While Madigan was in Austin he contracted a virus which he brought home to share with everyone else. So, each of the kids has been sick in sequence.
Then, Kris lost his job and we subsequently lost our investment opportunity in Colorado which we had been pursuing for almost 8 months.
So, once the kids were well, and Lochlan had completed his treatment, we decided to take a family road trip which we have been wanting to do for some time. We purchased two tiny trailers to pull with our two small SUVs, arranged for Kaysee and Max to look over the farm for us and hit the road. Within 4 hours on the road, I developed a rabid case of conjunctivitis in my right eye and a fever. By the morning of our first night camping I could no longer open my eye. We made our way to Salt Lake City, UT where we were able to find a BNB for the night and get into an Urgent Care to try to get medication for my eyes which were now both infected. Lochlan was a tyrant at the BNB, and at the point when he rushed out the back door with an office chair from the downstairs living area to toss it into the pond, I started to laugh and cry at the same time (again).The following day we made our way to the upper part of Idaho.

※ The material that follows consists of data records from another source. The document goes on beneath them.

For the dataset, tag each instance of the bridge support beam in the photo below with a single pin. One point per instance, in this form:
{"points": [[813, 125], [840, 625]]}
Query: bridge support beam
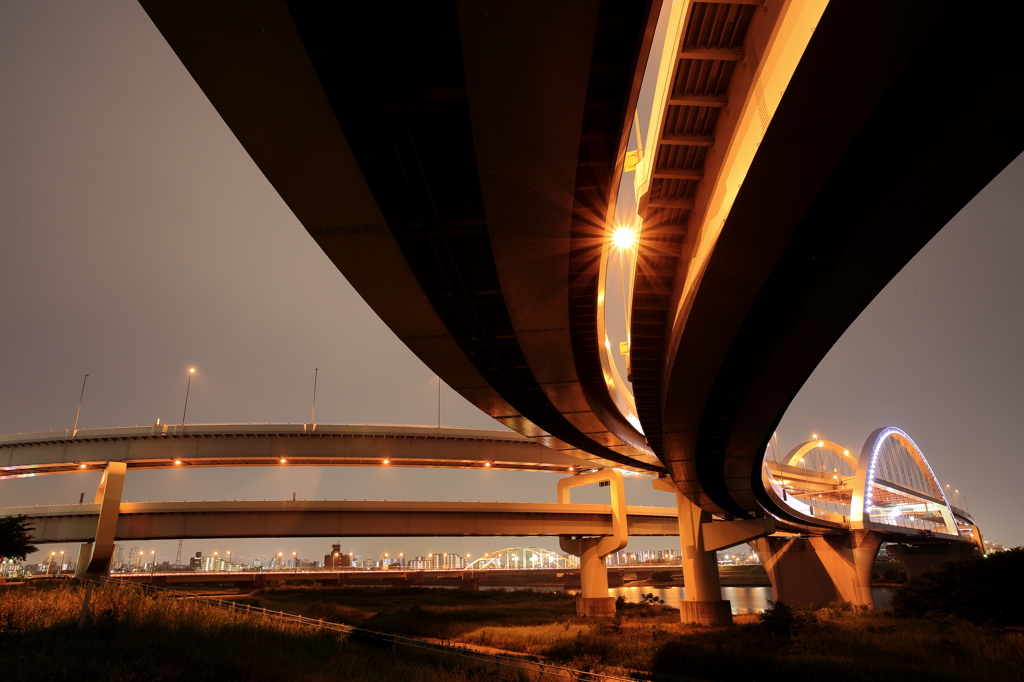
{"points": [[916, 558], [594, 599], [700, 539], [816, 570], [109, 497]]}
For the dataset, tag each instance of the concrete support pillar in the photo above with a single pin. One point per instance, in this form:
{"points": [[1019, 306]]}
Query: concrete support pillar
{"points": [[594, 599], [84, 556], [815, 570], [704, 603], [109, 497], [916, 558]]}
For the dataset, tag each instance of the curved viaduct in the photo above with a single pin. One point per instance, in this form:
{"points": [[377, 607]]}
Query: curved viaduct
{"points": [[314, 518], [459, 162], [165, 445]]}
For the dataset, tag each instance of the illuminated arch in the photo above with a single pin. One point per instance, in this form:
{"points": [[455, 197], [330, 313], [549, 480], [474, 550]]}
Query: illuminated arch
{"points": [[843, 453], [524, 557], [867, 505]]}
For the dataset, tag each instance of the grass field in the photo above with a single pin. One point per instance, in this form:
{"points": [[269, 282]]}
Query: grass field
{"points": [[838, 643], [133, 636]]}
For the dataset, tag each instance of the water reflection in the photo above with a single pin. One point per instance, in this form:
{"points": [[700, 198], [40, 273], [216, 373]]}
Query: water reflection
{"points": [[742, 599]]}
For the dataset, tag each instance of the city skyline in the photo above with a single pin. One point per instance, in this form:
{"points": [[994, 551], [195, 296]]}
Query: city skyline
{"points": [[140, 240]]}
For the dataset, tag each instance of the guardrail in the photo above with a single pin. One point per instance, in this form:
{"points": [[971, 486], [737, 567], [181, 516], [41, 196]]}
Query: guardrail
{"points": [[544, 671]]}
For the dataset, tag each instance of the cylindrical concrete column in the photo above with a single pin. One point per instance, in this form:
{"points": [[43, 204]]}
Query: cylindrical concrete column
{"points": [[593, 599]]}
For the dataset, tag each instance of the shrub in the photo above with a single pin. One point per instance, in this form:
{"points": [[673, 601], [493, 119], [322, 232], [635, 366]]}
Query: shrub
{"points": [[782, 620]]}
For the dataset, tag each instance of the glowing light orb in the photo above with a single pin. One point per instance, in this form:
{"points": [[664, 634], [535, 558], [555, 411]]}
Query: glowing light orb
{"points": [[624, 238]]}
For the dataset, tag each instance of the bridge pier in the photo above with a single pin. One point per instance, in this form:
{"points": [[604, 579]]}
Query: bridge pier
{"points": [[916, 558], [700, 538], [594, 599], [819, 569], [109, 497]]}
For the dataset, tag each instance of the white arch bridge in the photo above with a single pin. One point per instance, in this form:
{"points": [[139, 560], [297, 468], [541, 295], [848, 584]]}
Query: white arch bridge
{"points": [[834, 509]]}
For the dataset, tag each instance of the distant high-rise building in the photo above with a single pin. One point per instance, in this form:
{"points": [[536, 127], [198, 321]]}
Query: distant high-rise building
{"points": [[337, 558], [119, 557]]}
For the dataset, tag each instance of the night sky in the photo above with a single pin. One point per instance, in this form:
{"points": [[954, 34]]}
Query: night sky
{"points": [[137, 239]]}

Then, the wheel fell off the tiny trailer I was pulling. We had stopped for gas and were entering the on-ramp when the trailer went careening left and the car top carrier fixed to the top of it went flying onto the shoulder (from the impact, presumably). I was able to get to the shoulder enough to allow other cars to go by and Providentially, there was a police officer assisting another motorist less than 1/4 mile from me. He saw the whole incident and immediately came over to assist. We had procured a tow truck and gotten the trailer towed to a tire shop within an hour. The officer said that if I had been on the highway when it happened, I very well may have flipped the vehicle. Though the event was inconvenient, to be sure, the miraculous in it all is not lost on me, and I am incredibly grateful. The hub on the trailer was cracked, so we opted to leave it at the shop until we return in a few weeks and we proceeded onward toward Oregon, our final destination. Lochlan has continued to make our journey complicated and difficult and this morning I woke up feeling the wall of exasperation in front of me, again.
I've had moments of weary that crawl into my very bones in the past couple weeks. "Scary tired" as the boys call it. It's a fatigue that is not (really) caused from lack of sleep. It's the mounting frustration(s) and the sense of being trapped that they strangely create, the relentless challenges piled upon one another, and ultimately the nagging sense of dread for what may lay around the upcoming corner. Yesterday, as I stood beside the car, looking at a nearby mountain, Madigan walked up, placed his hand on my arm and said, "Mom. remember suffering is not for nothing." Will Lochlan find true healing and become functional in all the real ways? He may not. But, it is hope that helps us to arise in the mornings and face whatever is thrown upon us in each day, to climb the mountains, to see the sunrises. Hope is so vital to our existence, as humans.
When I get discouraged (which is often these days), looking at the details of His Creation remind me that this life is but a moment in time. It allows us the opportunity for the refining of our hearts and for the cultivation of our understanding of love - the greatest love.